London Lite, Apple, iTunes and headline-writing

The London Lite made an interesting headline choice today. Here's the headline in question and part of the story:

Apple slices 20p off iTunes songs

Apple is introducing a new pricing structure to iTunes, meaning the cost of some tracks will fall by 20p to 59p. From April, a three-tiered system will see songs priced at 59p, 79p and 99p. Currently, all tracks cost 79p.

The London Lite could easily have gone with a negative rather than positive headline - after all, some songs are increasing in price by 20p. It would have been just as accurate, and we all know that bad news sells.

So why didn't it? Perhaps because the headline writer liked the play on words of 'Apple slices', or perhaps because the original press release was also positive (as press releases invariably are). Perhaps, for some reason, the London Lite didn't want to upset Apple. Who knows?


Anonymous said...

I haven't seen the original story but it seems accurate to me.
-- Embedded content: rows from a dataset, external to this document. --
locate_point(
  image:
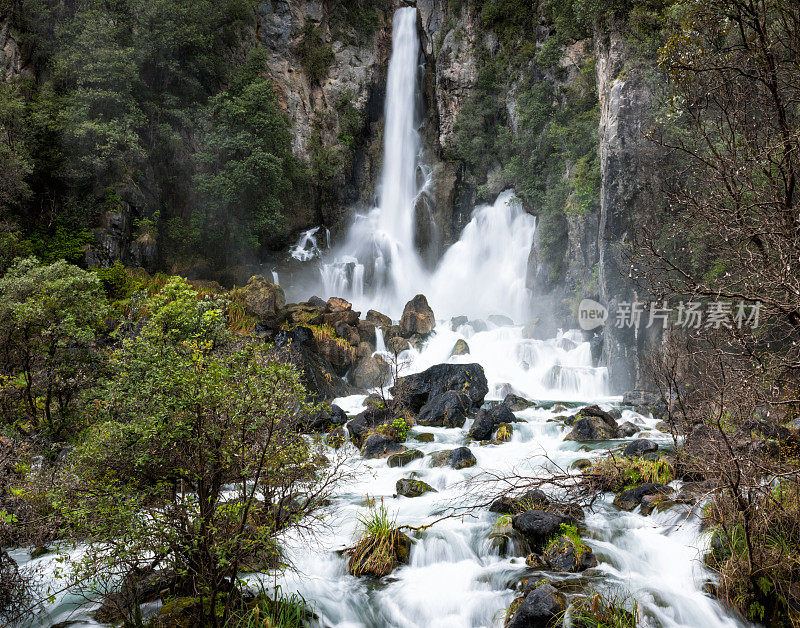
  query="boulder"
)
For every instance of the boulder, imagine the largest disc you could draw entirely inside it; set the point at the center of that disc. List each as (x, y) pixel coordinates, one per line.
(404, 458)
(460, 348)
(262, 298)
(589, 428)
(640, 447)
(515, 403)
(627, 429)
(360, 425)
(506, 505)
(459, 458)
(378, 319)
(336, 304)
(338, 352)
(371, 372)
(323, 419)
(562, 554)
(417, 317)
(366, 332)
(632, 497)
(500, 320)
(416, 390)
(446, 410)
(413, 488)
(380, 446)
(396, 344)
(541, 608)
(488, 419)
(348, 333)
(539, 526)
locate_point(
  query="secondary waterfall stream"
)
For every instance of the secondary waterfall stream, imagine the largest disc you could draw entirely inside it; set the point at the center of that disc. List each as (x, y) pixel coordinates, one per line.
(456, 577)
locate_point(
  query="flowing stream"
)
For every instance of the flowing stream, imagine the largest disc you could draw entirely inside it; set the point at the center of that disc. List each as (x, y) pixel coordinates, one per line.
(457, 577)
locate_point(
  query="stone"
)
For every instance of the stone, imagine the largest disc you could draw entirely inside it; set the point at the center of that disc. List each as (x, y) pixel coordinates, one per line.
(336, 304)
(404, 458)
(262, 298)
(413, 488)
(627, 429)
(515, 403)
(539, 609)
(460, 348)
(378, 319)
(414, 391)
(417, 317)
(380, 446)
(397, 344)
(446, 410)
(506, 505)
(632, 497)
(539, 526)
(488, 419)
(590, 428)
(324, 418)
(371, 372)
(640, 447)
(459, 458)
(562, 554)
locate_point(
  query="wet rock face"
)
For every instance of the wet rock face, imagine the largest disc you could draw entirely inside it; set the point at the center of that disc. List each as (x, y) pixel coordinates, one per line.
(629, 499)
(380, 446)
(413, 488)
(416, 390)
(417, 318)
(446, 410)
(488, 419)
(539, 526)
(539, 608)
(262, 298)
(460, 458)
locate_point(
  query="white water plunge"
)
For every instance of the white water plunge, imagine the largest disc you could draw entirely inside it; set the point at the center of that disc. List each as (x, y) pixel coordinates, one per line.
(456, 578)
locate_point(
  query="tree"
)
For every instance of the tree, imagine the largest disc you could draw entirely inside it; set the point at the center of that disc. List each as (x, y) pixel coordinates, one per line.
(49, 319)
(199, 464)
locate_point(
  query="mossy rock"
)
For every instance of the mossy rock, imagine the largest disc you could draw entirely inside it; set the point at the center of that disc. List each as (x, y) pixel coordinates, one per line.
(413, 488)
(404, 458)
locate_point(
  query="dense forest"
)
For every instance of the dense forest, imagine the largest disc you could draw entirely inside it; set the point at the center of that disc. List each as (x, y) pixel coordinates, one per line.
(293, 313)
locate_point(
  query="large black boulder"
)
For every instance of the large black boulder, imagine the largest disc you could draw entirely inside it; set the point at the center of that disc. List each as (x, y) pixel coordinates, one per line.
(640, 447)
(506, 505)
(446, 410)
(539, 526)
(416, 390)
(541, 608)
(632, 497)
(488, 419)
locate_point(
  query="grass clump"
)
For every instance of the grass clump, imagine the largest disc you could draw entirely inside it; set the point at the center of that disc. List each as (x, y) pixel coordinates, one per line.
(605, 610)
(380, 548)
(613, 474)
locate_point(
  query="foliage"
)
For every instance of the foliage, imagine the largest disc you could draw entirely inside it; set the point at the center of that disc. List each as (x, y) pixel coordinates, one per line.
(49, 319)
(246, 167)
(197, 465)
(615, 474)
(375, 552)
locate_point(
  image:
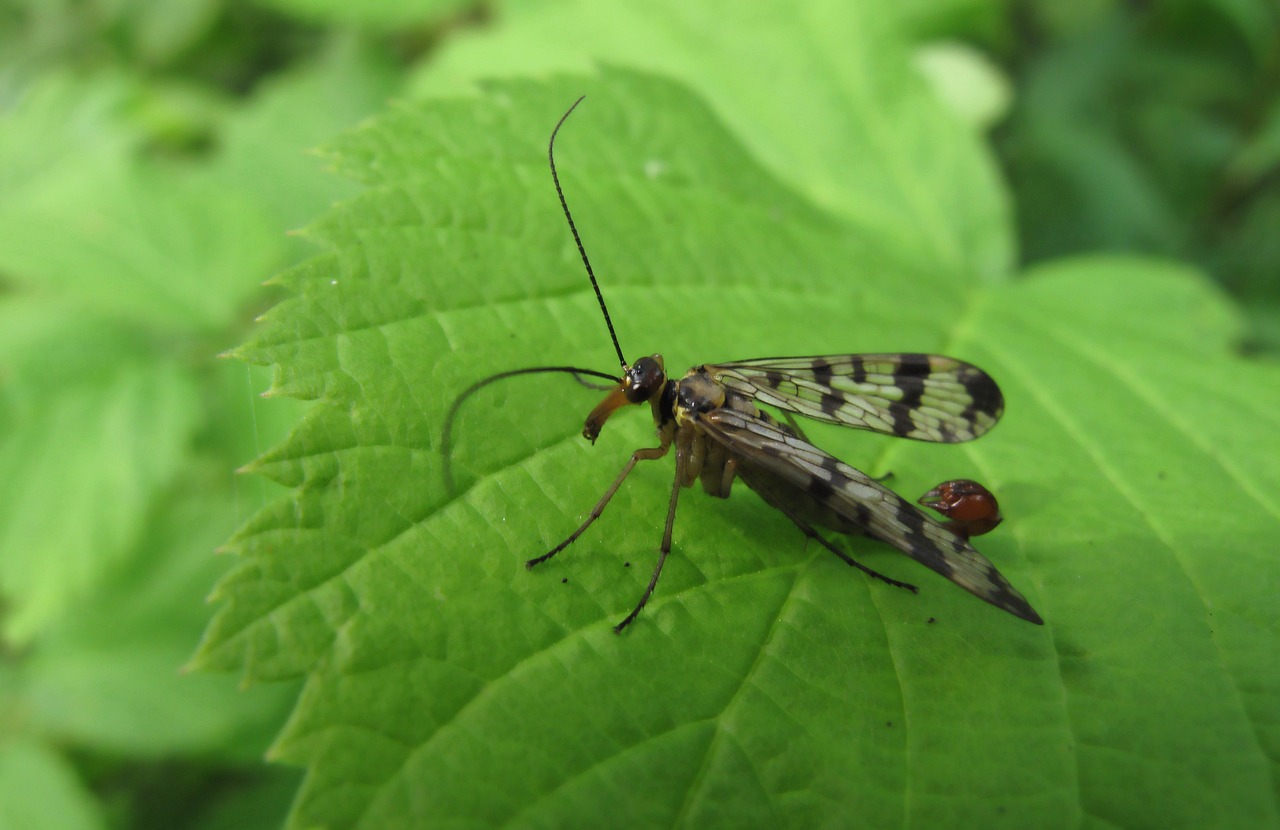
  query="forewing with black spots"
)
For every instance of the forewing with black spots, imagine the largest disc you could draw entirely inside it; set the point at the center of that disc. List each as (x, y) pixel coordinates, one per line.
(926, 397)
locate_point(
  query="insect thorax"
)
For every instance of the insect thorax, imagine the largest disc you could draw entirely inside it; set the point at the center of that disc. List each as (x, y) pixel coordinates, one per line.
(696, 395)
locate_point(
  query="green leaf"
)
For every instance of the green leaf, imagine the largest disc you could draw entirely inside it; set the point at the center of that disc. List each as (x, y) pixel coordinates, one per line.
(766, 684)
(94, 420)
(821, 92)
(39, 792)
(375, 14)
(106, 676)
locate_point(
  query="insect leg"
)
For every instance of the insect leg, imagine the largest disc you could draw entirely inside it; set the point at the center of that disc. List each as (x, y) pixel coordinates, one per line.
(813, 534)
(681, 463)
(639, 455)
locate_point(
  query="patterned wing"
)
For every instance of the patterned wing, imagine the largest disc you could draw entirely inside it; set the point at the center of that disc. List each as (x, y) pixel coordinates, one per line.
(819, 479)
(927, 397)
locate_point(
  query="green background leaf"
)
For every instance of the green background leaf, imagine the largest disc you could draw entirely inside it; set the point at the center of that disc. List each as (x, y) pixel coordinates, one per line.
(1050, 190)
(766, 683)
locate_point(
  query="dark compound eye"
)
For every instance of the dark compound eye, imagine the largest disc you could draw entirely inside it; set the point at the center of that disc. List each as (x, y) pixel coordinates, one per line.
(645, 379)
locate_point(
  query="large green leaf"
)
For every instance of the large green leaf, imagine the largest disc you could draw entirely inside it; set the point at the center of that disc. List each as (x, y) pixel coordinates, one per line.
(821, 92)
(767, 683)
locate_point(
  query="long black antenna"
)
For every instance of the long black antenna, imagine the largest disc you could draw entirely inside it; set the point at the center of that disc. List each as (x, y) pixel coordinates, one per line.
(551, 158)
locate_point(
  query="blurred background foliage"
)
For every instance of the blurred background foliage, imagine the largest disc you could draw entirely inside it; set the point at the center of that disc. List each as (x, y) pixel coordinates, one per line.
(151, 163)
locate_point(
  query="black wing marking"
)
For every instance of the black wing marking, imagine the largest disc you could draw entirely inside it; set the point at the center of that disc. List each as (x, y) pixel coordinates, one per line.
(927, 397)
(863, 502)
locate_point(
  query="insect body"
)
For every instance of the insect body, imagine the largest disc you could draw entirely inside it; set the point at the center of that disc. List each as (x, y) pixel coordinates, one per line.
(969, 506)
(712, 419)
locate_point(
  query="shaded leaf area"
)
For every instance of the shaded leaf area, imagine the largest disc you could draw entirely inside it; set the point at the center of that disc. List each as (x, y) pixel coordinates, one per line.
(767, 684)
At present, iTunes offers regular tracks at 79p, and "iTunes Plus" tracks (higher quality with no DRM) at 99p.

I believe their intention is to reduce some of the existing 79p tracks to 59p, while retaining the 99p premium bracket as well. So in effect they are doing exactly what the headline says.

I suspect the issue with the story is, as you say, the fact that the London Lite tends to regurgitate press releases without too much though; and in this case it meant that the headline was correct but the story didn't give sufficient detail for that to be clear.

JD (The Engine Room) said...

That's interesting; when I see a headline that disagrees with the body of the story I tend to assume it is the headline that is wrong rather than the body.

After all, the body copy is usually based on some sort of research (a press release at the least), whereas the headline is usually based on the body.

Perhaps in this instance the body copy was badly cut?

Apus said...

If the London Lite sub was in a negative mood he or she might have opted for "Apple cox it up" (sorry, could resist it)

JD (The Engine Room) said...

Core blimey – you've pipped me to it!

Apus said...

Wordsmiths swapping naff fruit jokes... what a pear.